ASX-listed New Energy Minerals, which was previously trading as Mustang Resources, said on Monday that the Phase 1 project would require a capital investment of some A$10.6-million to develop a project capable of producing between 10 000 t/y and 15 000 t/y of graphite concentrate, and between 14 000 t/y and 18 000 t/y of vanadium concentrate.
The Phase 2 development would require a further capital investment of A$157.6-million, and would increase graphite production to 120 000 t/y and vanadium concentrate production to 204 200 t/y.
Based on the current resources, the project is estimated to have a total mine life of 26 years, with Phase 1 of the project to run over the first two years of the operation, after which Caula would be expanded.

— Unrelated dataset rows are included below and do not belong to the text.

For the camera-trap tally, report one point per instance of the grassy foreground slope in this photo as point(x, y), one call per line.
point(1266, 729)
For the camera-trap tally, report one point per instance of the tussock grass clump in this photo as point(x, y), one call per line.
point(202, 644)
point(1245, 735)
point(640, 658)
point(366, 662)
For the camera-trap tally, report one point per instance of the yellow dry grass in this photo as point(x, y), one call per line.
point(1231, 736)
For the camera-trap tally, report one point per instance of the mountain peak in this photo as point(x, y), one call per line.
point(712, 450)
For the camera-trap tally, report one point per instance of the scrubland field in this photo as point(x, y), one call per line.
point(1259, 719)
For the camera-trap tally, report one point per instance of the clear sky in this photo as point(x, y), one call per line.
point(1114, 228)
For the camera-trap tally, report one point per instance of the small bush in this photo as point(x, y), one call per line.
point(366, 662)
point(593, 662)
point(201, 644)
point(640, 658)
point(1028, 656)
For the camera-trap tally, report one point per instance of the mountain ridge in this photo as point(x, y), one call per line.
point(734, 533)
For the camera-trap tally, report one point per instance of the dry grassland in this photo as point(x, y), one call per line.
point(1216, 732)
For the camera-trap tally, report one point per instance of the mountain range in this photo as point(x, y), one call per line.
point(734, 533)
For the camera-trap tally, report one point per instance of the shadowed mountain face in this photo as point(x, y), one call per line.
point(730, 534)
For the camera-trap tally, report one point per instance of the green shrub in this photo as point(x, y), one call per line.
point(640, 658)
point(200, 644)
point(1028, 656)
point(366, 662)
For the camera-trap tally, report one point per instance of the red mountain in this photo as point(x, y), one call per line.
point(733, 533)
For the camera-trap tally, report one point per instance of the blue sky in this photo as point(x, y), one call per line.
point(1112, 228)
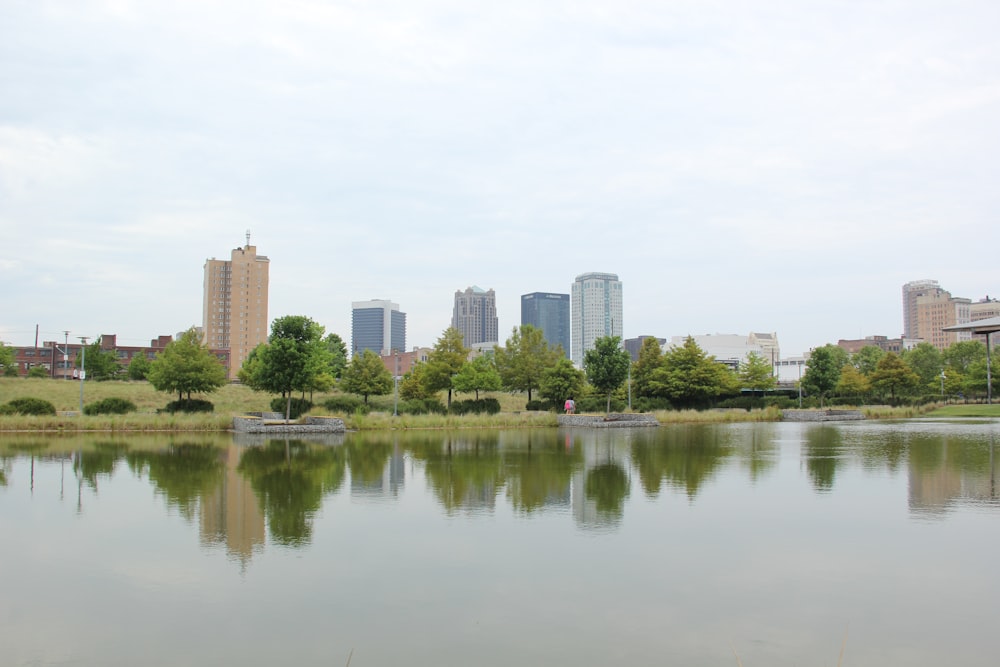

The Phase 1 project is expected to generate earnings before interest, taxes, depreciation and amortisation of around A$22-milion over the period of operation.
The scoping study estimated a pre-tax net present value of A$929.3-million for the two-phased development, and an internal rate of return of 78.3%.
“The results of the scoping study by Bara International clearly show the potential financial benefits of the unique Caula vanadium/graphite project,” said New Energy Minerals MD Bernard Olivier.
“With its low one-to-one strip ratio, large high-grade Joint Ore Reserves Committee-measured resource and simple, fully integrated process flowsheet design using flotation and magnetic separation to extract graphite and vanadium concentrates, this project is truly remarkable.”
Olivier said that the company was currently in offtake and project financing discussions, with the board convinced that given the current level of financing interest for the phased development approach, the project finance for both phases could be secured.
“We remain committed to delivering further studies and results in the coming months as we build towards the low cost Phase 1 pilot plant targeted for production by the second half of 2019.”